Yesterday I caused my first Twitter furor.
Like many, I’m a nobody on Twitter (fewer than 100 followers). I’ve lurked for years following a few family members, some Wall St. investors, and some media people that I like. I follow a couple of teams, and my kids school.
Given my small number of followers, my posts never have any impact. Occasionally, I’ll get a like here or there. Once or twice I’ve even gotten a retweet! So when I talk about a furor, I’m talking about a furor by my standards, not overall.

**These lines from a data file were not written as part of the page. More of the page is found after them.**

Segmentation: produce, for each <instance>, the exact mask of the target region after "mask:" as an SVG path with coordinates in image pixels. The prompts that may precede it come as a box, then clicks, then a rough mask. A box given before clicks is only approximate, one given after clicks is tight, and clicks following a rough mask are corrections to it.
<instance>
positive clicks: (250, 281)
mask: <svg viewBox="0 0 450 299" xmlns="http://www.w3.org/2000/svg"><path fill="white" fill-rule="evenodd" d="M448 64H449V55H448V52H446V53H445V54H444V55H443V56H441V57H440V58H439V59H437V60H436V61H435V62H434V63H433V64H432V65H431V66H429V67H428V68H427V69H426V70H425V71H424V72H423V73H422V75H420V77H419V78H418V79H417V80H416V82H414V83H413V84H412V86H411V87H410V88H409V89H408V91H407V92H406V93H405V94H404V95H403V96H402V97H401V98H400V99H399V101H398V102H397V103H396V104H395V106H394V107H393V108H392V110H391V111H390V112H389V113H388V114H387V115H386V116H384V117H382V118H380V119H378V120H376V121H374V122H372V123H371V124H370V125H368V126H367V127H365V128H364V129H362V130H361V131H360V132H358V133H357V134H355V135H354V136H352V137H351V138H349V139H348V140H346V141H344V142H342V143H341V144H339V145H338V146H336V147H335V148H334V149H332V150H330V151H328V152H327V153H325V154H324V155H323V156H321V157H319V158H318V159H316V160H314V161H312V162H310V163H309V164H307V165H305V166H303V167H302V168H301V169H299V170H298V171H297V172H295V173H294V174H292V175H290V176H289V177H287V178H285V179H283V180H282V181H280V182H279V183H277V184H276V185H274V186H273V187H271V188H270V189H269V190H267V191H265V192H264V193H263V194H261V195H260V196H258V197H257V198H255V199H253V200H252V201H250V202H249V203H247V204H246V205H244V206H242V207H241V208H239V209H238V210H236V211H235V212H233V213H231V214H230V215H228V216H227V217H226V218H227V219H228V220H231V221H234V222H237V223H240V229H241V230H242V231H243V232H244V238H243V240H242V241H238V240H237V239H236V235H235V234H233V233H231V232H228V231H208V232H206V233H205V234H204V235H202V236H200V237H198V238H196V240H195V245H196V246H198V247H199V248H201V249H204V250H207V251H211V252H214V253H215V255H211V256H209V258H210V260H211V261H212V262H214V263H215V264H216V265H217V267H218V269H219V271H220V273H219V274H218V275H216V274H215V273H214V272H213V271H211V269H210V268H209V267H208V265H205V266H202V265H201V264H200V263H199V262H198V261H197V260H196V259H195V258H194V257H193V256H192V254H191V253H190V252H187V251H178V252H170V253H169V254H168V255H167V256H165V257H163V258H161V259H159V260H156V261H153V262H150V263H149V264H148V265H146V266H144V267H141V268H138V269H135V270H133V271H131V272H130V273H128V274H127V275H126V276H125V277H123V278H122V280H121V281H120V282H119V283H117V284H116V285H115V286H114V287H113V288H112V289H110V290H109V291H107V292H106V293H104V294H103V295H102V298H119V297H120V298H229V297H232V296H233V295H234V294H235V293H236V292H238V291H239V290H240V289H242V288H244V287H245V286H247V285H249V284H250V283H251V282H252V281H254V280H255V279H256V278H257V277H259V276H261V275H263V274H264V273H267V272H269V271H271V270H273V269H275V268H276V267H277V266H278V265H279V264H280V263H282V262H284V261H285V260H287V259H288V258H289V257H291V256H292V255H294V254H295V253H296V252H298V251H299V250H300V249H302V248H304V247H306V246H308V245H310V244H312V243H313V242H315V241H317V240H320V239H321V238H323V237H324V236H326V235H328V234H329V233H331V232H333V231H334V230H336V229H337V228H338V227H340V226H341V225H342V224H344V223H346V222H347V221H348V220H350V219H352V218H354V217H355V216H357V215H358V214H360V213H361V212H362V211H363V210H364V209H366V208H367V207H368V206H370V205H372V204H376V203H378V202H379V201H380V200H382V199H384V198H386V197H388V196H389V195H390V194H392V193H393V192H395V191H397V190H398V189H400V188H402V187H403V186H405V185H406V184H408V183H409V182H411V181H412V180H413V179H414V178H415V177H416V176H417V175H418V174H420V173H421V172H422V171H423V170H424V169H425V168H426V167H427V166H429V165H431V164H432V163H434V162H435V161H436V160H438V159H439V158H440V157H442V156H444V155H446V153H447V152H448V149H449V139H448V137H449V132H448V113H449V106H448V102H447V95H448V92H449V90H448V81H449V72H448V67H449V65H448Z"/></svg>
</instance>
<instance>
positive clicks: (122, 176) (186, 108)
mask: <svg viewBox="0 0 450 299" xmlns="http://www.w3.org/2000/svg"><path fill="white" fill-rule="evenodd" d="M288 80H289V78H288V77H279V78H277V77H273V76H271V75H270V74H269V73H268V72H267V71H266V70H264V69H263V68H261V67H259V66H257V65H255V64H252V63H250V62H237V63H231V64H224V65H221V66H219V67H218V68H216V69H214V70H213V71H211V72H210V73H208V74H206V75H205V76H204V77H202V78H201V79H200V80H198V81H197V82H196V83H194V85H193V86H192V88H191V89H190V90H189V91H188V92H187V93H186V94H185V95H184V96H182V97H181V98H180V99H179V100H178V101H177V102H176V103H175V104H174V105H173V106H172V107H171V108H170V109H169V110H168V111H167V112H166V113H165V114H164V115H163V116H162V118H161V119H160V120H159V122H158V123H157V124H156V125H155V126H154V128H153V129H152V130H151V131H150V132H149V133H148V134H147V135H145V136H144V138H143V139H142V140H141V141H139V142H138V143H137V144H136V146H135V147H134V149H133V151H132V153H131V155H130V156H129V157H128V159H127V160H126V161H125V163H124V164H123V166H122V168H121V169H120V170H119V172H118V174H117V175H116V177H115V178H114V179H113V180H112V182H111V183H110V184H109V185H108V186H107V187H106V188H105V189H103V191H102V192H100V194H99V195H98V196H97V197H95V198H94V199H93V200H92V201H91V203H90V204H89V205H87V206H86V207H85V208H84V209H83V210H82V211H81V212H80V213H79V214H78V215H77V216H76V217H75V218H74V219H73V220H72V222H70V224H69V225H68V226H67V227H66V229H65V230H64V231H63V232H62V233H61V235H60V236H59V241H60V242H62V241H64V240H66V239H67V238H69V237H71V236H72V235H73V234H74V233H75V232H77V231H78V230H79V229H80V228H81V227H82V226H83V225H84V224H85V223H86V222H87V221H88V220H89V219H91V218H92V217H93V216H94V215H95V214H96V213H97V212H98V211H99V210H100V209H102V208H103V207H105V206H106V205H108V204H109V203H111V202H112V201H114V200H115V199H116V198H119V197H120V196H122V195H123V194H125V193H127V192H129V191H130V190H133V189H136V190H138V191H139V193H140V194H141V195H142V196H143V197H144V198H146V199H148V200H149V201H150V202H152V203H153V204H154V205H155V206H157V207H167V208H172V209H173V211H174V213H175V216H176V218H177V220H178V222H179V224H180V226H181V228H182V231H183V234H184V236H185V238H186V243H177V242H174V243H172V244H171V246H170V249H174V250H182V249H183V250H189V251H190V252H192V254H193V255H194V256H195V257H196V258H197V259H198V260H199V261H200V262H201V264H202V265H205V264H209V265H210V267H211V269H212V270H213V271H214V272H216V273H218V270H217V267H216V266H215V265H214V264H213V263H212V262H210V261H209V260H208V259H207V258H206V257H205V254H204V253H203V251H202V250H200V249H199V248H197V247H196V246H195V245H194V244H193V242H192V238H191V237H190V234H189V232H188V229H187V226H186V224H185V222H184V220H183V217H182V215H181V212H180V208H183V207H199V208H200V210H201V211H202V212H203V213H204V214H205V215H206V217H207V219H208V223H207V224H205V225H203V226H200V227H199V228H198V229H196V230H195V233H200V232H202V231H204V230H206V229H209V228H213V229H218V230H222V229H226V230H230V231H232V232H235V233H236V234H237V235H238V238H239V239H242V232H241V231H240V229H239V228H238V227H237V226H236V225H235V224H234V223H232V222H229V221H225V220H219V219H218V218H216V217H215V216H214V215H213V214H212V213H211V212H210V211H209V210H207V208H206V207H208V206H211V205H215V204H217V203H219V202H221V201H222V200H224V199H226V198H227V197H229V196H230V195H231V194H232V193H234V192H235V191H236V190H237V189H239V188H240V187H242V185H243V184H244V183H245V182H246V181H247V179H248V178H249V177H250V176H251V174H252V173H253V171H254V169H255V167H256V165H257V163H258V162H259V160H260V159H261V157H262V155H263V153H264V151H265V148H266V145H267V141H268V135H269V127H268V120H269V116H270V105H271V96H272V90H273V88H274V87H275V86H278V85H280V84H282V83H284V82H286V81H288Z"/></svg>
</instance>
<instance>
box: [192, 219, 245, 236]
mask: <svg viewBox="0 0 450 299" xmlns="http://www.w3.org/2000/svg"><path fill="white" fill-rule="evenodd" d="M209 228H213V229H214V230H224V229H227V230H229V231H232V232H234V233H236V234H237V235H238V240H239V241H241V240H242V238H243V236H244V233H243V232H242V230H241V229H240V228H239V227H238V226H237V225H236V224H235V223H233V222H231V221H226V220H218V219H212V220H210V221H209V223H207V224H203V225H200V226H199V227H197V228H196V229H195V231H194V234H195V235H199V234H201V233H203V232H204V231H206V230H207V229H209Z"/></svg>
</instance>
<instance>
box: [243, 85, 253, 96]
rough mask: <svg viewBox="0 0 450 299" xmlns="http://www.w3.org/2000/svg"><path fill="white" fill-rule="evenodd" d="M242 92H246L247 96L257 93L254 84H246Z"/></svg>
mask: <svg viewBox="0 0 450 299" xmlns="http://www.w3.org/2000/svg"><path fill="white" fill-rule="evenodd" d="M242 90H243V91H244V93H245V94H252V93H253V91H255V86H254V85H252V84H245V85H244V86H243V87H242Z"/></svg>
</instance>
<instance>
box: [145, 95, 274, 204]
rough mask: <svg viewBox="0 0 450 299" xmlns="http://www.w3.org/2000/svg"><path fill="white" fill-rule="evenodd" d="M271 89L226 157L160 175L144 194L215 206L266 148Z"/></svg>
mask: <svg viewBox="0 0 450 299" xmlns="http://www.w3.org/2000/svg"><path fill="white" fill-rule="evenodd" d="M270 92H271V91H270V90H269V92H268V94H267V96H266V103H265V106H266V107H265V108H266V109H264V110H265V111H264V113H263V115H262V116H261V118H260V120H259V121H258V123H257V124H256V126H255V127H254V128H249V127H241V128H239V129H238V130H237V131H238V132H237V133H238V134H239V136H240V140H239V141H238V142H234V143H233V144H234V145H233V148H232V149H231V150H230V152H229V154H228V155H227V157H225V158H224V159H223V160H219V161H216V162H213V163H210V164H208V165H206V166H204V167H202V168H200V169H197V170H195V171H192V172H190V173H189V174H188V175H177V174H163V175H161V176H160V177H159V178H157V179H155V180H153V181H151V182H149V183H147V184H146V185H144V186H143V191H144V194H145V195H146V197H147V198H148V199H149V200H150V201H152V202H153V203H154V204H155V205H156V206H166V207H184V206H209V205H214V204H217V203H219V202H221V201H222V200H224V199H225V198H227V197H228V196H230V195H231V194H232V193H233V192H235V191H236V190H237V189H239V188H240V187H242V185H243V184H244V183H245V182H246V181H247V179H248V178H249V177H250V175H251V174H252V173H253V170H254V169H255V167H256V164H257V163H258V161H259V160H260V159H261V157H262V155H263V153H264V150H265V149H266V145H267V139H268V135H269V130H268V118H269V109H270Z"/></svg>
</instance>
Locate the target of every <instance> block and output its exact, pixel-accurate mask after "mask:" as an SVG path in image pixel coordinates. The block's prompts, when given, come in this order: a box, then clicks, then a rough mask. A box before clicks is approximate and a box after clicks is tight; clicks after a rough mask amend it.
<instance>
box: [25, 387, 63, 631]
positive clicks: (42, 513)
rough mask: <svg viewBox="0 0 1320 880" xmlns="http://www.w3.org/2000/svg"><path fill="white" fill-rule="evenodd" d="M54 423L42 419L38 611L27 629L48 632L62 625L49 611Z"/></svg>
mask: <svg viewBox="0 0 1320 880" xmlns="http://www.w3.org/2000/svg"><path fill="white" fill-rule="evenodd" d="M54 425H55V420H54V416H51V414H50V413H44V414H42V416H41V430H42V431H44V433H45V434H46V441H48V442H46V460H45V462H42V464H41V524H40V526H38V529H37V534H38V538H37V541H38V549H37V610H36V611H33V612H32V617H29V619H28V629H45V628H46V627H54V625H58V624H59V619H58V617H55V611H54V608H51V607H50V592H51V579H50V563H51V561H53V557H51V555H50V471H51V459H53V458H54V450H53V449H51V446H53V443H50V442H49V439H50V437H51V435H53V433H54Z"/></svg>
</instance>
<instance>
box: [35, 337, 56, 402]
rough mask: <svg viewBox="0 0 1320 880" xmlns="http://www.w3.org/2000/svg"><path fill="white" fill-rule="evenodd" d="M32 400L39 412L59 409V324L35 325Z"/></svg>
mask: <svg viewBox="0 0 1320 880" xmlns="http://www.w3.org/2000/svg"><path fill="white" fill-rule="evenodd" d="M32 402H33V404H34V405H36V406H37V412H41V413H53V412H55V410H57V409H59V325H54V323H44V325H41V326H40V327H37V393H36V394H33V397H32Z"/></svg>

Yesterday, I had the audacity to reply to a Greg Wrubell tweet about the BYU quarterback expressing my opinion that his accomplishments paled in comparison to continued losses against BYU’s rival Utah (I don’t feel the need to repeat it here – you can look it up at @MattWilles). If you’d like to have a civil conversation about my opinion, feel free to call, text, or email me. I could easily have deleted the tweet and moved on with my life. I didn’t.
Mr. Wrubell felt the need to “call” me “out” and alert his significantly larger following to my opinion. I was called shallow and an idiot. Evidently, I’m a “prick” and an “ass.” I was told that I must not be a “true” fan, that I didn’t deserve my season tickets, and that I could keep my donations (that’s the funniest one to me – I thought full disclosure was a good thing). Overall, I’ve been called worse, but it still wasn’t much fun.
Each response received what was hopefully a polite response from me. I received one nice tweet from someone recognizing that my responses were civil. I looked, and he also has fewer than 100 followers. Evidently, being nice on Twitter isn’t a recipe to generate buzz, but I’m grateful for his response. It was the only public one.
The micro Twitter furor I created yesterday is instructive and disheartening.
Last night I was watching MNF and monitoring Twitter before I was going to snow blow the driveway. Just then my wife said that our 15 year old had finished his homework and was outside shoveling the walk without being asked. A couple of minutes later my 12 year old walked in and announced he was going to go help him.
I put my phone down, shut off the television, put my shoes on, and went outside to express gratitude and help finish up. When I got outside my 15 year old, James, was gone. He had finished at our place and was across the street doing the neighbor’s.
Yes, I’m optimistic about the future.